GeneThe unique gene_name provided in the GENCODE GTF; identical to the gene_names attribute.
n_readsThe number of reads associated with this entity. n_reads, like all metrics, are calculated from the Slide-Seq output BAM. Prior to alignment with STARsolo, reads are checked against the whitelist (1 hamming distance). These CB-corrected reads are the input to the STAR aligner. Then, the reads also get CB correction during STAR. For this reason, almost all reads in the aligned BAM have a CB tag and UB tag.
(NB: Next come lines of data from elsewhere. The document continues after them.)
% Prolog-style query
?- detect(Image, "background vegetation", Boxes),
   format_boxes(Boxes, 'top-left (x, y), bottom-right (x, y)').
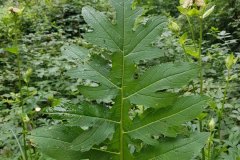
top-left (0, 0), bottom-right (240, 160)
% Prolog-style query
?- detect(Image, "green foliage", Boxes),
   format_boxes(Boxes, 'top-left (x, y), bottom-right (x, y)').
top-left (29, 0), bottom-right (208, 160)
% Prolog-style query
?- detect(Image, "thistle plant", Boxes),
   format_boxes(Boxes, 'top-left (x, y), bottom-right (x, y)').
top-left (178, 0), bottom-right (215, 160)
top-left (4, 7), bottom-right (29, 160)
top-left (217, 53), bottom-right (238, 140)
top-left (29, 0), bottom-right (209, 160)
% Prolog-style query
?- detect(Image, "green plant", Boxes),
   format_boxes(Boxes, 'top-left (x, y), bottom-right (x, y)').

Therefore, n_reads represents CB corrected reads, not all reads in the input FASTQ files.
noise_readsThe number of reads that are categorized by 10x Genomics Cell Ranger as "noise". Refers to long polymers, or reads with high numbers of N (ambiguous) nucleotides.
perfect_molecule_barcodesThe number of reads with molecule barcodes that have no errors.
reads_mapped_exonicThe number of unique reads counted as exon; counted when BAM file's sF tag is assigned to 1 or 3 and the NH:i tag is 1; mitochondrial reads are excluded.
reads_mapped_exonic_asThe number of reads counted as exon in the antisense direction; counted when the BAM file's sF tag is assigned to a 2 or 4 and the NH:i tag is 1; mitochondrial reads are excluded.
reads_mapped_intronicThe number of reads counted as intron; counted when the BAM file's sF tag is assigned to a 5 and the NH:i tag is 1; mitochondrial reads are excluded.
reads_mapped_intronic_asThe number of reads counted as intron in the antisense direction; counted when the BAM file's sF tag is assigned to a 6 and the NH:i tag is 1; mitochondrial reads are excluded.
reads_mapped_uniquelyThe number of reads mapped to a single unambiguous location in the genome; mitochondrial reads are excluded.
reads_mapped_multipleThe number of reads mapped to multiple genomic positions with equal confidence; mitochondrial reads are excluded.
duplicate_readsThe number of duplicate reads.
spliced_readsThe number of reads that overlap splicing junctions.
antisense_readsThe number of reads that are mapped to the antisense strand instead of the transcribed strand.
molecule_barcode_fraction_bases_above_30_meanThe average fraction of bases in molecule barcodes that receive quality scores greater than 30 across the reads of this entity.
molecule_barcode_fraction_bases_above_30_varianceThe variance in the fraction of bases in molecule barcodes that receive quality scores greater than 30 across the reads of this entity.
genomic_reads_fraction_bases_quality_above_30_meanThe average fraction of bases in the genomic read that receive quality scores greater than 30 across the reads of this entity.
genomic_reads_fraction_bases_quality_above_30_varianceThe variance in the fraction of bases in the genomic read that receive quality scores greater than 30 across the reads of this entity.
genomic_read_quality_meanAverage quality of base calls in the genomic reads corresponding to this entity.
genomic_read_quality_varianceVariance in quality of base calls in the genomic reads corresponding to this entity.
n_moleculesNumber of molecules corresponding to this entity (only reflects reads with CB and UB tags).
n_fragmentsNumber of fragments corresponding to this entity.
reads_per_moleculeThe average number of reads associated with each molecule in this entity.
reads_per_fragmentThe average number of reads associated with each fragment in this entity.
fragments_per_moleculeThe average number of fragments associated with each molecule in this entity.
fragments_with_single_read_evidenceThe number of fragments associated with this entity that are observed by only one read.
molecules_with_single_read_evidenceThe number of molecules associated with this entity that are observed by only one read.
number_cells_detected_multipleThe number of bead barcodes which observe more than one read of this gene.
number_cells_expressingThe number of bead barcodes that detect this gene.

Definitions

  • Bead Barcode: Short nucleotide sequence used to label and distinguish which reads come from each unique bead, allowing for tracking of many beads simultaneously.